I emailed my friend Pugeni a few days ago (after writing this post) and his reply haunts me. I would like to share it with you, but the last thing I would do would be to risk his safety by publicly posting words that could potentially get him into trouble. Just know that it is both heartbreaking and passionately inspiring. One of the stories he told was of a woman who sold her last cow to buy food for her family. It took a week to get payment, and by the time she was paid, the value had deflated so much that all she could afford was a small bag of sugar. (If you’d like to read more about what he said, feel free to email me.)

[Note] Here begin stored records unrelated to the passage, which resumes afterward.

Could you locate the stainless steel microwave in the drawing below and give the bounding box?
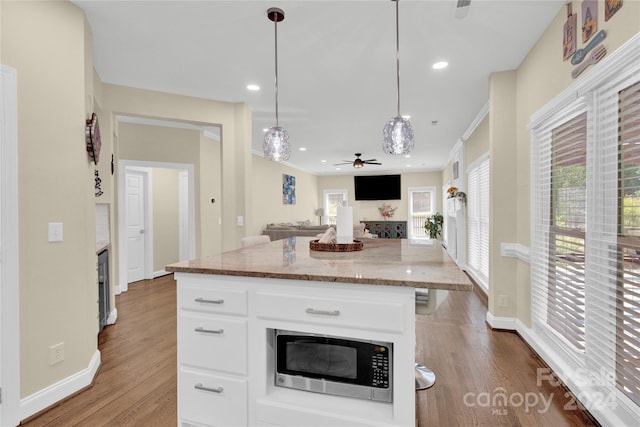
[274,330,393,402]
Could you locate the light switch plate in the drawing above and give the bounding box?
[48,222,63,242]
[237,216,244,226]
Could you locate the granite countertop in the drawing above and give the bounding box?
[166,237,472,291]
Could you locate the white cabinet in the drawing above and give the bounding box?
[176,273,415,427]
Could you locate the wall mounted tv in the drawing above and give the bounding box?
[354,174,401,201]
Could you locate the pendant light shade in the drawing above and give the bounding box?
[382,0,414,155]
[264,7,291,161]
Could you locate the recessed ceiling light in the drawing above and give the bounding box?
[263,128,269,132]
[336,167,341,171]
[401,115,411,120]
[246,84,260,91]
[404,154,411,158]
[432,61,448,70]
[299,147,307,151]
[406,165,412,168]
[321,160,327,163]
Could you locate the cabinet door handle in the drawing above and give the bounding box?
[194,297,224,304]
[194,383,223,393]
[195,326,224,334]
[306,308,340,316]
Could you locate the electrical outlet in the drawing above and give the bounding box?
[50,342,64,366]
[498,295,508,307]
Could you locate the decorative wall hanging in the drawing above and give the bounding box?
[95,170,103,197]
[85,112,101,164]
[562,3,577,61]
[571,29,606,65]
[581,0,597,42]
[605,0,623,22]
[282,174,296,204]
[571,45,606,79]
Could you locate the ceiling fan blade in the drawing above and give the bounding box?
[362,159,377,162]
[365,162,382,165]
[332,161,351,166]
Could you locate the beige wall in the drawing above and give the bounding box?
[250,156,320,235]
[102,83,252,257]
[468,1,640,324]
[317,171,442,223]
[488,71,518,317]
[2,0,99,397]
[200,134,223,256]
[464,116,489,167]
[152,168,180,271]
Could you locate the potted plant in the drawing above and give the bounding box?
[424,212,444,239]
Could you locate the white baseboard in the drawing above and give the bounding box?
[107,308,118,325]
[153,269,171,278]
[20,350,101,422]
[485,311,517,330]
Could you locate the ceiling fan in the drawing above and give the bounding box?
[333,153,382,169]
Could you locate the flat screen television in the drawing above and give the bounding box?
[354,174,401,201]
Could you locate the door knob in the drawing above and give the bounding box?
[139,229,145,234]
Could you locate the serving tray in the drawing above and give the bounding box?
[309,239,364,252]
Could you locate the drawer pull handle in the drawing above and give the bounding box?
[195,297,224,304]
[306,308,340,316]
[194,383,223,393]
[195,326,224,334]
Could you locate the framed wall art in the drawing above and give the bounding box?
[283,174,296,205]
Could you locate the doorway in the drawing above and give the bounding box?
[118,160,195,293]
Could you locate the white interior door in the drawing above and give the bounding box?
[126,171,146,283]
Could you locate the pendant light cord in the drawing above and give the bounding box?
[274,16,280,127]
[395,0,401,117]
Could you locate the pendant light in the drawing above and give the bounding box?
[263,7,291,161]
[382,0,414,155]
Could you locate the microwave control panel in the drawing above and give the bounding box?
[371,348,390,388]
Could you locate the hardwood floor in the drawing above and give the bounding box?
[22,274,598,426]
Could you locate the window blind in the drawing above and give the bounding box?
[531,61,640,416]
[548,112,587,352]
[615,80,640,406]
[467,156,489,288]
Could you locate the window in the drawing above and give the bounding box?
[407,187,435,239]
[530,42,640,420]
[467,155,490,290]
[616,80,640,407]
[323,189,347,225]
[548,112,587,351]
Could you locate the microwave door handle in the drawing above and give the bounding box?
[306,308,340,316]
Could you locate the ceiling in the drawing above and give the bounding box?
[74,0,564,175]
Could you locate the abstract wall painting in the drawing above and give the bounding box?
[283,174,296,205]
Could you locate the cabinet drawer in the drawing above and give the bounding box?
[180,284,247,316]
[255,292,405,333]
[179,368,247,427]
[179,313,247,375]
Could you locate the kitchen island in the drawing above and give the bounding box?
[166,236,472,427]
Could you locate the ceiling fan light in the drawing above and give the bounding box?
[382,116,414,155]
[263,126,291,161]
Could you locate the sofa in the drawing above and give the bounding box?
[262,221,365,241]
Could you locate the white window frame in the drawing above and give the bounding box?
[407,186,435,239]
[466,154,489,292]
[529,33,640,426]
[323,189,347,225]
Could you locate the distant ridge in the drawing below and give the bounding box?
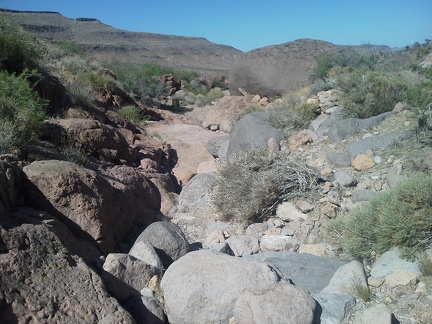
[0,9,242,73]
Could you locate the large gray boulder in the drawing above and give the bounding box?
[177,172,215,213]
[229,39,340,98]
[101,253,160,301]
[328,112,394,143]
[347,133,406,159]
[205,135,230,158]
[160,249,316,324]
[131,221,189,269]
[245,251,348,294]
[227,112,283,157]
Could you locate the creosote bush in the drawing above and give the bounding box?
[326,173,432,262]
[212,150,318,225]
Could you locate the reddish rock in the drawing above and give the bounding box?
[23,160,160,253]
[202,96,250,133]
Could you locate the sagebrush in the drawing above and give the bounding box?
[212,150,318,225]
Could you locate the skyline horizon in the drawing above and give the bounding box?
[0,1,430,52]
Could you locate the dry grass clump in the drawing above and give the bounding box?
[212,149,318,225]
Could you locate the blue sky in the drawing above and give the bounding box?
[0,0,431,52]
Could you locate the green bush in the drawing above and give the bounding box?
[0,18,41,73]
[117,105,146,124]
[212,150,318,225]
[266,92,318,134]
[107,62,168,105]
[333,67,408,118]
[0,70,47,153]
[326,173,432,261]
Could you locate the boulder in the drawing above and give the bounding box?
[328,112,394,143]
[160,250,315,324]
[229,39,340,99]
[129,239,164,269]
[327,152,351,167]
[225,235,260,256]
[54,118,136,164]
[245,251,348,294]
[227,112,283,157]
[352,304,395,324]
[321,260,368,295]
[202,96,249,133]
[124,294,166,324]
[23,161,160,253]
[313,292,356,324]
[131,221,189,269]
[0,211,134,323]
[334,170,357,187]
[347,133,406,159]
[178,172,215,213]
[205,135,230,158]
[370,248,421,278]
[102,253,160,301]
[232,284,316,324]
[352,154,375,171]
[260,235,300,252]
[276,201,308,222]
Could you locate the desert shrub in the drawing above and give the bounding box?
[332,67,408,118]
[206,87,224,102]
[326,173,432,261]
[0,70,47,153]
[266,92,318,134]
[212,150,318,225]
[108,62,168,105]
[418,252,432,277]
[193,87,225,107]
[194,94,209,107]
[0,17,41,73]
[405,79,432,111]
[60,142,88,166]
[65,76,96,108]
[118,105,146,124]
[175,69,199,83]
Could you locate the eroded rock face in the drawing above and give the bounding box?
[0,210,134,323]
[0,160,24,217]
[160,250,315,324]
[53,118,138,165]
[23,160,160,253]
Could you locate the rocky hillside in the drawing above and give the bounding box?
[1,10,431,324]
[0,9,242,73]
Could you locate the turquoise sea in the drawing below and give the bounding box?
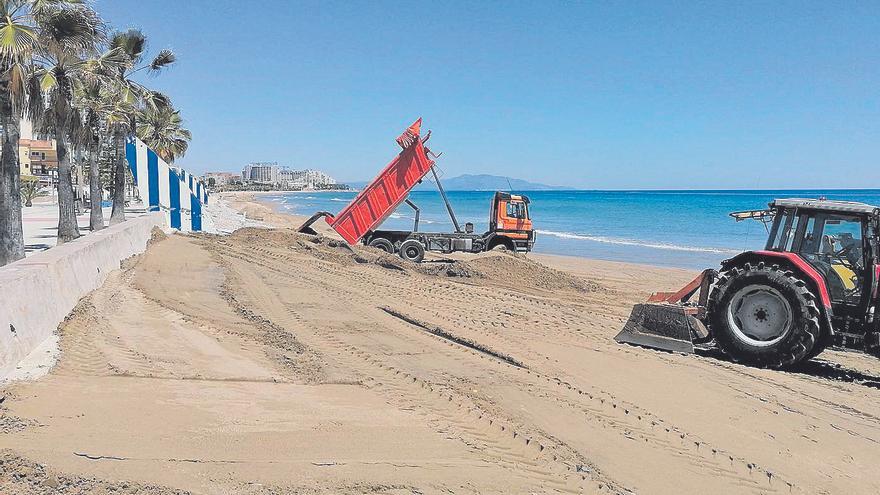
[264,189,880,270]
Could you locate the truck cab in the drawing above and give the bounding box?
[488,192,535,252]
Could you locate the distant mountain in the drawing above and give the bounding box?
[343,174,568,191]
[431,174,568,191]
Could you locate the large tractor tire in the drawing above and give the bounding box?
[707,262,820,368]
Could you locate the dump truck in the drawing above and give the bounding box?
[298,119,536,262]
[615,198,880,367]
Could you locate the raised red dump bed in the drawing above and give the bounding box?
[298,119,435,244]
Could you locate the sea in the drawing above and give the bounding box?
[262,189,880,270]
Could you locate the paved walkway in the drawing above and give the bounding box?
[21,199,146,256]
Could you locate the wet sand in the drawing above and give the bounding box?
[0,193,878,494]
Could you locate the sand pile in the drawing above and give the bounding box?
[221,228,485,278]
[0,451,186,495]
[467,251,601,292]
[148,227,168,246]
[221,229,597,290]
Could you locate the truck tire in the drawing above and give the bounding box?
[488,237,514,252]
[707,262,820,368]
[398,239,425,263]
[368,237,395,254]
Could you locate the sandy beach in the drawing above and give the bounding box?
[0,192,878,494]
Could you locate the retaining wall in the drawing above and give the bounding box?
[0,212,166,379]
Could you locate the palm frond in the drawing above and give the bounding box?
[109,28,146,64]
[0,19,38,65]
[136,103,192,163]
[39,4,104,55]
[149,48,175,71]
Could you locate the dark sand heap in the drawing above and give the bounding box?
[220,228,599,293]
[0,451,187,495]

It feels so impossible to know what to do in light of these incredibly big problems. Some of you expressed those sentiments on my last blog post about this. I wrestle with this every day and I don’t know the answer. But because we can’t just sit on our hands, let’s try to do SOMETHING. Here’s a little start:

1. Go to this human rights site and send the email they have posted to demand the release of Jestina Mukoko. Will it do any good? I have no idea, but at least it feels like something.

2. Visit sites like this to learn more about peace activism in Africa.

3. Find good organizations that are at least doing a pebble’s worth of good. We can’t solve all of the world’s problems, but at least we can make sure a few people in Zimbabwe get food. You’re welcome to make a contribution to the organization I work for. If you designate it to Zimbabwe, there’s a pretty good chance my friend Pugeni will be involved in the work of distributing it. I can promise you that few people have as much integrity as he does and he will do everything in his power to get the food to people who need it.

4. If you believe in a higher power, pray, pray, PRAY. “Pray the Devil Back to Hell.”

5. Consider sending letters to your government to urge them to seek peace for the people of Zimbabwe. We can’t just let this happen. Surely there must be some kind of global voice that would have enough influence that Mugabe would have no choice but to step down. The Canadian government has already issued a statement about their concern for Zimbabwe, but maybe we need to push them to do and/or say more.

I feel an ache in my heart to go to Zimbabwe, even if all I could do would be to throw my arms around Pugeni and say “Courage, my friend. Courage.”